Un contexte financier et politique déjà complexe

Cette menace de grève survient à un moment délicat, pour ne pas dire critique, pour l’entreprise montréalaise. Air Transat peine à redresser ses finances, avec une dette colossale de 1,4 milliard de dollars. Faire un bénéfice annuel serait une première depuis 2018. En plus de ça, le conseil d’administration doit gérer une tentative de prise de contrôle du côté de Pierre Karl Péladeau, le patron de Québecor, qui détient 9.5% de Transat. Il a exigé la semaine dernière un remaniement du conseil et une refonte de la stratégie.Et puis, il y a le problème de fond : la pénurie de pilotes. Selon Bradley Small, qui dirige la section Air Transat de l’ALPA, plus de 180 pilotes, soit un sur quatre, ont quitté la compagnie après la pandémie.

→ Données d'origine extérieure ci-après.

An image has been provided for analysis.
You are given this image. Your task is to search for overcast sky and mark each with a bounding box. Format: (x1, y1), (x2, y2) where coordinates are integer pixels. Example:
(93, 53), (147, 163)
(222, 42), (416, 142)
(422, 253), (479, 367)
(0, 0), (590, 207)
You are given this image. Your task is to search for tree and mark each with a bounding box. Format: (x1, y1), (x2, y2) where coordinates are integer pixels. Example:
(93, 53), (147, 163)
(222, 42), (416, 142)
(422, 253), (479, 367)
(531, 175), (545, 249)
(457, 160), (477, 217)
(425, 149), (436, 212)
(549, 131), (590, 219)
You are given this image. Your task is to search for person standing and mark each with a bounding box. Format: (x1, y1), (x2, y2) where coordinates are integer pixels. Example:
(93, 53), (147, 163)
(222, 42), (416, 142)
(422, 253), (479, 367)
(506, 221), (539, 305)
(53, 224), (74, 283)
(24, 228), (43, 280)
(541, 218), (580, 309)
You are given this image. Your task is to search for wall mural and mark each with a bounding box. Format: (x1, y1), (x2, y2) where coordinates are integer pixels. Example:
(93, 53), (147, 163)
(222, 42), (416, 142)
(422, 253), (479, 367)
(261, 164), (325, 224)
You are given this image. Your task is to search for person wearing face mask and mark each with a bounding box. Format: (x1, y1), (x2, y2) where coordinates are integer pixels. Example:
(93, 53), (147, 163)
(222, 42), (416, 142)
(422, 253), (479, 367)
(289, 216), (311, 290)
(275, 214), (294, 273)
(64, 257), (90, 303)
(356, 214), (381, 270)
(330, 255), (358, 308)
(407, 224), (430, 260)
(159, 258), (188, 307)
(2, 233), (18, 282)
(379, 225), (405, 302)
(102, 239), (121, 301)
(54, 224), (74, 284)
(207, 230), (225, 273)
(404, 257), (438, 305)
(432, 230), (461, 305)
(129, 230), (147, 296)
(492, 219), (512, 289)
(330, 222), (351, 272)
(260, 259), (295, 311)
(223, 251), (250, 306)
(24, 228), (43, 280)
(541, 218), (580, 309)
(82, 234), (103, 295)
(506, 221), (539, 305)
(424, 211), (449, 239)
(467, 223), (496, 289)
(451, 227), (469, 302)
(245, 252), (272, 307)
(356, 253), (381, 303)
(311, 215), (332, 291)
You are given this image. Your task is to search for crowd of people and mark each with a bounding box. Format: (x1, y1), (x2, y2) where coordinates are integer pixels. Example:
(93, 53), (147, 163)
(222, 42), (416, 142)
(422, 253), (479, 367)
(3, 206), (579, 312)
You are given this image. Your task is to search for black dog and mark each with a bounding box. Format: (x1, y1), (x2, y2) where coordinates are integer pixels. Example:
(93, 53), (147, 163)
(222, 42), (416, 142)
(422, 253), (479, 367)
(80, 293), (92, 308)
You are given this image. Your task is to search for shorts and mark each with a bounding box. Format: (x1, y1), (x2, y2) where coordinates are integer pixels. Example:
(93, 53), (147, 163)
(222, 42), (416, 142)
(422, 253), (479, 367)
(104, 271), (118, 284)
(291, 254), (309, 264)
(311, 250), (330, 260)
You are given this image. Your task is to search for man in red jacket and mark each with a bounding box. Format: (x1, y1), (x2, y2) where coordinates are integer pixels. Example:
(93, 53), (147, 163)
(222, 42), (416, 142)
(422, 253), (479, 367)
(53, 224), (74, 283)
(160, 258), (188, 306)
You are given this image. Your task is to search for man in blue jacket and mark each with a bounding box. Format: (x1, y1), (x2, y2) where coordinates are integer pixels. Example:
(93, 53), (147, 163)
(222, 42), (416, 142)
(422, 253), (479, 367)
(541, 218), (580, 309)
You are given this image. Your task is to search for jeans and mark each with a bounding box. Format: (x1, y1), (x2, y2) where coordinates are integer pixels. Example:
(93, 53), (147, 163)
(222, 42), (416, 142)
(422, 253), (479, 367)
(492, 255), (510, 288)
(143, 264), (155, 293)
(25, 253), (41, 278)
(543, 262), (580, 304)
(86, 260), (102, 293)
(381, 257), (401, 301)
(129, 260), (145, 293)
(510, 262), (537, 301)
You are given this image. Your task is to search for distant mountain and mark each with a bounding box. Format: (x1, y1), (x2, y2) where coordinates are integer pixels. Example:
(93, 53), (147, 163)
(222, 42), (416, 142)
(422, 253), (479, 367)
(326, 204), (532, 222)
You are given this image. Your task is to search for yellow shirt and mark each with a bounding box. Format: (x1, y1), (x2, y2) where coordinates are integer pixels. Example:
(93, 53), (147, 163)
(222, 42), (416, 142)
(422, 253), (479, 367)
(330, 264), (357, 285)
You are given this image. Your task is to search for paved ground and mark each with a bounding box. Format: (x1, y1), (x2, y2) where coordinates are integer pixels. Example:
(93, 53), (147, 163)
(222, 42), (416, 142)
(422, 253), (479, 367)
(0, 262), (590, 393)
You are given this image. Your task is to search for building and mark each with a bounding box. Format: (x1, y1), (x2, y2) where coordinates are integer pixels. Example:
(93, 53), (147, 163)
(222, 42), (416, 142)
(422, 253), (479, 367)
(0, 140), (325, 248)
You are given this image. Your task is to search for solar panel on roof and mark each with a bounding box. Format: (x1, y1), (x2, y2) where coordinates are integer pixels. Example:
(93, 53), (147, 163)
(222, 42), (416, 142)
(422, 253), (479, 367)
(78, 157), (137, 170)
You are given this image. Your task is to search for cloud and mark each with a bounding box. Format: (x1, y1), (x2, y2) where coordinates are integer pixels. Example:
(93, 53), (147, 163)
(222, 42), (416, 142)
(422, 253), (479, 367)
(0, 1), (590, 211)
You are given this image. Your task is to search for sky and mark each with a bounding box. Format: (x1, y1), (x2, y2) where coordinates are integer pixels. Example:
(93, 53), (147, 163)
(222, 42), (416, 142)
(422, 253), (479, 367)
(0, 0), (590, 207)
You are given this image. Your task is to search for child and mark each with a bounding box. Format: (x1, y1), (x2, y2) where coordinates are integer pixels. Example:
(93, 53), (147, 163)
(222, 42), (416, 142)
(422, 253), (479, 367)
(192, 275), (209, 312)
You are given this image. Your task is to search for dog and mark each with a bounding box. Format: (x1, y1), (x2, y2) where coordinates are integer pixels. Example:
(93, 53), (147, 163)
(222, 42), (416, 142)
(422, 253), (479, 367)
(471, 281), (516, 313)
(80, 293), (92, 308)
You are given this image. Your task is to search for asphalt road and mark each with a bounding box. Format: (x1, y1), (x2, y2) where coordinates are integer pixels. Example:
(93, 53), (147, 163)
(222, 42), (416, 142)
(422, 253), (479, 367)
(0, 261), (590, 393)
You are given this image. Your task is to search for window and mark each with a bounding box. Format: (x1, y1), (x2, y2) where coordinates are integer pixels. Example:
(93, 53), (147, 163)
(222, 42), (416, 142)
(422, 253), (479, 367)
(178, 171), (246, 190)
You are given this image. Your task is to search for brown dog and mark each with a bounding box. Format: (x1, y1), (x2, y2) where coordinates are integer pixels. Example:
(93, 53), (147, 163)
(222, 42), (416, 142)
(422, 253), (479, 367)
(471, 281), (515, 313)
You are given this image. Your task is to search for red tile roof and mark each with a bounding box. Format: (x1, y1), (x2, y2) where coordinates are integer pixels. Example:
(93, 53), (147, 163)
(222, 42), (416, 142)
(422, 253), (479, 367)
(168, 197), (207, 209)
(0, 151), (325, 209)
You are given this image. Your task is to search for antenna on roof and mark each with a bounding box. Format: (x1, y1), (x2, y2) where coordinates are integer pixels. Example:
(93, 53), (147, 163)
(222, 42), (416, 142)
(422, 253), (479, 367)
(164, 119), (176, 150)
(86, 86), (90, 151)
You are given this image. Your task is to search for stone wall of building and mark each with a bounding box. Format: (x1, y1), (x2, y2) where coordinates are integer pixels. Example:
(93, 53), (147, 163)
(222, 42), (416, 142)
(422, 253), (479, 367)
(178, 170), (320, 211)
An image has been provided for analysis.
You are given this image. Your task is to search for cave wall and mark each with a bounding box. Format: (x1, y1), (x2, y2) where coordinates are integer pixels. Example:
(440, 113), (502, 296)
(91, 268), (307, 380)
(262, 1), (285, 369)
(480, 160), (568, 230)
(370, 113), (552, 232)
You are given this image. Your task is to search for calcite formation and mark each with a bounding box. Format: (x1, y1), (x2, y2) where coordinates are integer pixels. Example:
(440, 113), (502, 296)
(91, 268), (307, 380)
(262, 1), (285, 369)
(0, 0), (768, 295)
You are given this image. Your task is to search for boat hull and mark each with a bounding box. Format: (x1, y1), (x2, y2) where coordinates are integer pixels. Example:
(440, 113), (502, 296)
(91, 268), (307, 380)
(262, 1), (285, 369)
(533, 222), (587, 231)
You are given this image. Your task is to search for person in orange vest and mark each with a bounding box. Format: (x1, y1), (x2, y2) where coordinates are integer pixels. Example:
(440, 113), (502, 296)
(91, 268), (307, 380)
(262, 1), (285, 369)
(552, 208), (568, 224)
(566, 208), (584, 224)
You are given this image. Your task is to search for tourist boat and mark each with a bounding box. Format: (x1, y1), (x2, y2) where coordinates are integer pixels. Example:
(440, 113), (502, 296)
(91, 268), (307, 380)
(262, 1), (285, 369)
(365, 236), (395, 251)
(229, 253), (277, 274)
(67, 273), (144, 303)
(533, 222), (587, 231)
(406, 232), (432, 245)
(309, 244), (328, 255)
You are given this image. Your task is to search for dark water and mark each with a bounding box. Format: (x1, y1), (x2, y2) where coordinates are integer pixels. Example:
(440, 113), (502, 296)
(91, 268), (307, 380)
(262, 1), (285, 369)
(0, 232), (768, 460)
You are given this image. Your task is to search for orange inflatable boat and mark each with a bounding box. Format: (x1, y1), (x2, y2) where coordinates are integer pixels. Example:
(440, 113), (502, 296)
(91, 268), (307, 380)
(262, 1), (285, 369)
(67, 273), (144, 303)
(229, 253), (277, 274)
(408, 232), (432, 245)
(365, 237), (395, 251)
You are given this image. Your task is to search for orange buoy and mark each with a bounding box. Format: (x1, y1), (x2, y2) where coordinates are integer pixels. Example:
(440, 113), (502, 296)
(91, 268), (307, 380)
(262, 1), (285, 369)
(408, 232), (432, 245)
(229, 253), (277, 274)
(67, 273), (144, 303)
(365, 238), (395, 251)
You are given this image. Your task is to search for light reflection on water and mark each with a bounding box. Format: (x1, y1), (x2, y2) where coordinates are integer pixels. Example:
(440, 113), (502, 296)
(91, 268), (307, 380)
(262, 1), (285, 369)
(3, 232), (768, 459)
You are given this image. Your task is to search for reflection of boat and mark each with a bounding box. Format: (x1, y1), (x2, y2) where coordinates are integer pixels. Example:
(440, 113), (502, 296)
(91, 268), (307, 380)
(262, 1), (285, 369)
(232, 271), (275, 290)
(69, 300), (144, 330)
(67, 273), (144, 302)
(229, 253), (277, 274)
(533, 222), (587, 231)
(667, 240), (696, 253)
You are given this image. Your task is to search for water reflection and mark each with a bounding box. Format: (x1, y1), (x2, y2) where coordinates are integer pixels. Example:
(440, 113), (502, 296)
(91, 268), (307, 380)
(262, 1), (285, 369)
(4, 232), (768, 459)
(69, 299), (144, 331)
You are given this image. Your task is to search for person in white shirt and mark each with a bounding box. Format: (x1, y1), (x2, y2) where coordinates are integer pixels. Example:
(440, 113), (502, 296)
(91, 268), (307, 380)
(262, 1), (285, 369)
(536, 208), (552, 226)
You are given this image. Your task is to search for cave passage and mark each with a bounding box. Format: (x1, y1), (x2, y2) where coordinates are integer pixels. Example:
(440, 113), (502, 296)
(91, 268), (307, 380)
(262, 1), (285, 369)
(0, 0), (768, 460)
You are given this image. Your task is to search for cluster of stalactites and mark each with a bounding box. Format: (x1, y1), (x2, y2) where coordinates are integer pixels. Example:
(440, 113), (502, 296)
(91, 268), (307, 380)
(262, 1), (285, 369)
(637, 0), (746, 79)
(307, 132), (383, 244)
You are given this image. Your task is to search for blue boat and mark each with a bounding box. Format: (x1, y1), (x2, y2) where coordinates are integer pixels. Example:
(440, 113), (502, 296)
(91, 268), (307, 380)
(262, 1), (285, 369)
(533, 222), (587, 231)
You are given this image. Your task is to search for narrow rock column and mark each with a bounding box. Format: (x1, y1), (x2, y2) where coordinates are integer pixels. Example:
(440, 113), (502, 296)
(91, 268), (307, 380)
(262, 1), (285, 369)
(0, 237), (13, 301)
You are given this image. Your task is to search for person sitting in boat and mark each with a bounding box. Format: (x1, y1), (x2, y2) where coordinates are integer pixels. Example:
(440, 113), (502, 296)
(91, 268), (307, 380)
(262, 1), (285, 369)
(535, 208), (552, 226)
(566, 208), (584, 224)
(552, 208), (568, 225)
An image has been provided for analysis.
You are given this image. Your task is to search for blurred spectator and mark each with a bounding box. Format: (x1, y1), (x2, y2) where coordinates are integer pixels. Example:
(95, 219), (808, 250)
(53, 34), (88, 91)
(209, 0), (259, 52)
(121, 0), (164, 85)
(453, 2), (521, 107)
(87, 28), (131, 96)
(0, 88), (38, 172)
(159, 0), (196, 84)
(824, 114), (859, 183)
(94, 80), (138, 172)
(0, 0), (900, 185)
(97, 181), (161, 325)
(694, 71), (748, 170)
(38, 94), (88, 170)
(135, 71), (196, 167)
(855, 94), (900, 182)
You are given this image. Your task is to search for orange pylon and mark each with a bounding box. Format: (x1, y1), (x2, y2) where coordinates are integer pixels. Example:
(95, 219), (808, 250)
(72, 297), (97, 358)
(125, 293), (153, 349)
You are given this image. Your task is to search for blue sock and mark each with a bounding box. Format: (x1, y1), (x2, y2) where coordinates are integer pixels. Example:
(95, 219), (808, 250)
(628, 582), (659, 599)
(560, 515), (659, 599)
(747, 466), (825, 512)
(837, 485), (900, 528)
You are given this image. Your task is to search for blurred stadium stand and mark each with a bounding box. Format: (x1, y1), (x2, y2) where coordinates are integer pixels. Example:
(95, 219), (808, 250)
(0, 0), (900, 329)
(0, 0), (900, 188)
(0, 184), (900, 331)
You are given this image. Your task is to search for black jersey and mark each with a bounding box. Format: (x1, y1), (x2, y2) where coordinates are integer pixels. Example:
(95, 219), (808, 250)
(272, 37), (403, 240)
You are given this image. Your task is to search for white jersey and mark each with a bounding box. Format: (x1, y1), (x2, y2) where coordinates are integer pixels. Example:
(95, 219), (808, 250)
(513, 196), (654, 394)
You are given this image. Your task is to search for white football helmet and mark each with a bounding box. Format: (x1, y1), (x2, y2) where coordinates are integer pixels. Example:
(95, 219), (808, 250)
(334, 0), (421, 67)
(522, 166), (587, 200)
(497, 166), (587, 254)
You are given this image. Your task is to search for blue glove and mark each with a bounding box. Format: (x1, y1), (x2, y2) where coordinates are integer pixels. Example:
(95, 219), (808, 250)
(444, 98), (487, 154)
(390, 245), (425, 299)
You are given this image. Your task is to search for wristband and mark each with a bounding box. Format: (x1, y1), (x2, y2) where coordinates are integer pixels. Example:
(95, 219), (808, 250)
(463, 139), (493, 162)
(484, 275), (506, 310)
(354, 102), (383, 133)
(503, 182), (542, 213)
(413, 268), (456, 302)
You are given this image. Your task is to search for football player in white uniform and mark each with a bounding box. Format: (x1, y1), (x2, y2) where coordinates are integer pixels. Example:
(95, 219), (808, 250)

Beaucoup sont partis vers des concurrents offrant de meilleurs salaires. C’est la grande hémorragie. Les pilotes d’Air Transat regardent aussi ce qui se passe ailleurs : ceux d’Air Canada ont obtenu près de 42% d’augmentation sur quatre ans l’an dernier, et ceux de WestJet, 24% en 2023. Ils veulent leur part du gâteau, et c’est compréhensible.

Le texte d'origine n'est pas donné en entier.